I just tried to run a test on a Win64 machine, with larger buffer size, but noticed that this card also has “only” 1GB of RAM…
I think I finally figured it out - you have to use cufftPlanMany() for batched input, not plan1D. At least that’s what I got from reading the first few pages of the CUFFT guide - I am not sure if I’m correct, I am not able to test this at the moment. Will let you know.
When I read the Guide again due to this thread, I also thought for a moment that it might be necessary to use cufftPlanMany. But after having a closer look, I thought that it was only a more “general” plan creation function, and for the case of a “simple” 1D plan, cufftPlan1D could be used as well (since it also receives a parameter for the number of batches). However, maybe I misinterpreted something. Did you notice a different behavior with cufftPlanMany? (I’d have to review the specification in order figure out the appropriate parameters for the data layout - I think they are used in the latest version, although the JCufft documentation still says they are unused - this also has to be updated…)
Well, after some more digging, it appears you are correct, in theory; PlanMany() is a faster batch FFT, where the batches can execute in parallel, while Plan1D simply loops through them. So technically both should work.

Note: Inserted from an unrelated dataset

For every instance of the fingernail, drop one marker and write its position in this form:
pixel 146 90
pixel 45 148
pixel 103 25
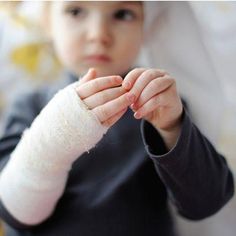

Still not at a computer with a CUDA card, so I’ll try this out later.
By the way, forgot to tell you; for 512MB buffer sizes (my current max), if I use the convenience ExecR2C method that takes float arrays, I get a cudaErrorMemoryAllocation. However, if I do all the mallocs and copies manually with Pointers, everything works ok (with the same exact array sizes, I checked). Any idea how that might work?
Indeed, there is something wrong in the covenience methods: In the R2C and C2R methods, it does NOT check whether the input and output arrays are the same arrays. So it always assumes that the transform is NOT „in-place“ and tries to allocate the memory twice. (In the R2R and C2C methods, it checks for an in-place transform explicitly, and allocates the memory only once if it’s in-place).
The might be because in the first CUFFT documentations, the sections about the memory layouts have not been as detailed as they are now. But maybe also because I’m not so familiar with the actual application of FFTs, and was not aware that C2R and R2C could be in-place as well :o (However, I’ve recently been trying to get a little bit more invovled by using JCufft for frequency analysis of WAV sound data - sure, it may be a „simple“ use-case, but may be a way to gain some insights).
In any case, thanks for pointing this out I’ll update the C2R/R2C-convenience methods accordingly, so that they also detect an in-place transform.
bye
Marco
Great, thanks. I had a chance to fire up an Amazon GPU instance today with 3GB of VRAM, and bigger buffer sizes than 512MB work with the exact same code. So it was definitely a hardware problem with that specific exception/issue (not the plan allocation thing, that still fails).